Microsoft shares fell more than 45% from the beginning of 2000 to the end of 2009. Schlossberg said Apple may not perform as badly but could enter a stretch of consolidation.

"It's a combination of the fact that there's no really new sexy business unless there was an e-car business that has been rumored about and even that is going to be a punt until they actually produce something, and the fact that the interest rate environment now is definitely sharply turned against them," he said. "You're going to have multiple compression irrespective of the fact that profits may still be quite good."

Mark Newton, global head of technical strategy at Fundstrat, sees short-term weakness for Apple ahead.

"We could see potentially another 5% lower into October. We remain in a very seasonally weak time," Newton said during the same interview. "The stock really hasn't shown sufficient stabilization to argue that it's really ripe to buy dips just yet."
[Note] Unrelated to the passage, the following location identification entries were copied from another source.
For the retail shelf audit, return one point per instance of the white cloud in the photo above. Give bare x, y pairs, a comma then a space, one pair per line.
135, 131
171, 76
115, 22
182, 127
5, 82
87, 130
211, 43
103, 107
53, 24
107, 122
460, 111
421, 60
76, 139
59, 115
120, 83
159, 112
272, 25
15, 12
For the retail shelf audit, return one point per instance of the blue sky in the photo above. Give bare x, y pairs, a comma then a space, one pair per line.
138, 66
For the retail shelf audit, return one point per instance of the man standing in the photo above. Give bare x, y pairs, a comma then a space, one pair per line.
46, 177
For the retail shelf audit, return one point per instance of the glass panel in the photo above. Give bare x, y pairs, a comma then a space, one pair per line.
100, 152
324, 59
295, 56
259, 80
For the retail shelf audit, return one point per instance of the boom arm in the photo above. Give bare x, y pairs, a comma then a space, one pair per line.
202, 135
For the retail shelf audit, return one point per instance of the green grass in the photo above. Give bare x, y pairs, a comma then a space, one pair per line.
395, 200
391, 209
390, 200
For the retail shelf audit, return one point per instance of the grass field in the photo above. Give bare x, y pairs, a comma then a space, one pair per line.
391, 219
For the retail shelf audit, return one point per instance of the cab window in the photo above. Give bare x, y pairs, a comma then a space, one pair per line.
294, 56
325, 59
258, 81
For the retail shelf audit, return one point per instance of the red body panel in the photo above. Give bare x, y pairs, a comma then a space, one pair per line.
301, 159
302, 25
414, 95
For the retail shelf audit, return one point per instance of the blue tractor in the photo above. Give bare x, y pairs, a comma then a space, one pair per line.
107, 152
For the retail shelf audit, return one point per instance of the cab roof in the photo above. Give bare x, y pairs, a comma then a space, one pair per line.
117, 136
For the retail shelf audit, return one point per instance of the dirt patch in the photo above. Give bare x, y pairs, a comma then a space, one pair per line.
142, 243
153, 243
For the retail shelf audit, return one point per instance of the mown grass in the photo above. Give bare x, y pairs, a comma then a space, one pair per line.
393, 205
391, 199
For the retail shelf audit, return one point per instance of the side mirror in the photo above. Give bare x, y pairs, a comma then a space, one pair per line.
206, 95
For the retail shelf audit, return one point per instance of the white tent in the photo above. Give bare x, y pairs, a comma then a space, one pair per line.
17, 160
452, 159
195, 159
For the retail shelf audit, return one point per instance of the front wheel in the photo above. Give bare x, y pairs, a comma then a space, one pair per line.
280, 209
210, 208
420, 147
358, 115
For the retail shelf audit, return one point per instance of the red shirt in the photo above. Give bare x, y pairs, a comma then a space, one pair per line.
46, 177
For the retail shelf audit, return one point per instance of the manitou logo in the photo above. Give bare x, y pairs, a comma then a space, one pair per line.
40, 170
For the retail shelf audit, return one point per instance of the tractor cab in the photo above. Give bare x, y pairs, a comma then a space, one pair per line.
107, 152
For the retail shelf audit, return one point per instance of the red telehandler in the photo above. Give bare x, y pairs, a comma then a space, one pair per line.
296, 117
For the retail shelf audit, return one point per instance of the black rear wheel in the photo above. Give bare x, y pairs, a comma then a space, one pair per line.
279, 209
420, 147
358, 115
He highlights several key technical levels that investors ought to watch. The first, $134.50, lines right up with its 200-day moving average and the second at $137 aligns with former April highs. Both could signal a buying opportunity over the next month.

"However, I don't think we're there just yet because I do still think, to your point, interest rates are going to continue to creep up so that could be a real negative for technology in the short run," he said.

Apple traded at $142.80 on Thursday afternoon.